Some believe the flower in the soldier’s hand is an interpretation of a ray of hope amongst all of the destruction. The triangle in the middle of the canvas suggests the composition of a Greek temple. He also stated that “the horse dying in misery represented the people of Guernica” (Guernica). The entire scene represents Spain itself. The electric light bulb, at the top of the canvas, and the oil lamp held by the woman reaching out the window represent new and old ways of seeing (Sayre 522). Guernica relies on a balance between straight and curved lines (Payne 149).
Picasso painted sharp edges on his geometric shapes. The animals and people in his work utilize a combination of bowed and crisp lines. One can feel a sense of movement in the painting because some of the lines flow across the canvas. Picasso also utilized sharp angles and jagged lines throughout his piece. The lines in the upper corners signal space. Picasso’s work was an immediate response to the Nazi’s destructive bombing of the Basque town of Guernica during the Spanish Civil War. Guernica was art’s conviction of Fascism as depicted by General Franco and the rise of Hitler.

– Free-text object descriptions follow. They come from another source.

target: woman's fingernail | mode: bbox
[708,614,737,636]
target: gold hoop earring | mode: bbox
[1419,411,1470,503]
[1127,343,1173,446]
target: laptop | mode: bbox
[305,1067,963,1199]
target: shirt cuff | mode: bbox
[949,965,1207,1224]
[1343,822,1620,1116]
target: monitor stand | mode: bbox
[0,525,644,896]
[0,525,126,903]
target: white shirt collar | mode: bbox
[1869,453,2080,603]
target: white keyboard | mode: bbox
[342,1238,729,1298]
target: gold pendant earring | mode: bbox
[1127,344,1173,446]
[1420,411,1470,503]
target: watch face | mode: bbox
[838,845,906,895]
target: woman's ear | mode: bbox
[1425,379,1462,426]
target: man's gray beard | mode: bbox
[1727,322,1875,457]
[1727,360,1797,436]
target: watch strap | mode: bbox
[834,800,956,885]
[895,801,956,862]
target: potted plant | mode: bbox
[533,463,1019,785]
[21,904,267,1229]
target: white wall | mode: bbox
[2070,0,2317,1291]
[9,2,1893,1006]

It prefigured the world’s horror and showed the catastrophes of war and the suffering it inflicts upon individuals, particularly virtuous civilians. Picasso’s iconography became a profound statement upon the futility of war in the twentieth century (Payne 148-149). The mural was “to be the centerpiece of the pavilion of the Spanish government in exile at the 1937 Universal Exposition in Paris” (Galassi 87). The painting helped bring the Spanish Civil War to the world’s attention. Today, Les Demoiselles d’Avignon is considered the precursor and stimulus of Cubism.
In Cubist paintings, “objects are broken apart and reassembled in an abstracted form, highlighting their composite geometric shapes and depicting them from multiple, simultaneous viewpoints in order to create physics-defying, collage-like effects” (Pablo). Cubism startled, alarmed, and captivated the art world. Picasso, who was supportive to the Republican side and who considered himself exiled in Paris, was infuriated at the events (Sayre 522). The bombing influenced him to paint Guernica. During these years there was technological advancements like vehicles, planes, railroad stations, incendiary cylinders, bridges, and bombs.
I chose my artwork because I knew it was one of Picasso’s most well-known paintings. Picasso is an artist that is always spoke about, but I had never researched his work. I did not know there was so much meaning behind Guernica. At first it just looked like a crazy black and white painting. I was impressed at the way Picasso used symbolism to demonstrate the emotion of the people. I was also fascinated by the amount of detail used in this artwork. The most interesting symbol to me was the light bulb. Guernica became a continuous reminder of the tragedies of war, an epitome of peace, and an anti-war symbol.
It was displayed around the world in a temporary tour and became widely acclaimed. Interpretations of Picasso’s work vary universally and disprove one another. This work of art is powerful because of color and lighting, symbolism, and use of line. Picasso utilized three colors for his painting and created different lighting effects. The horse and bull are symbols Picasso used in many of his artworks because they represented Spain. One can tell the difference between an animal and a person because of the use of lines. Georges Braque and Pablo Picasso are the creators of Cubism. Guernica will always remain a dominant political statement.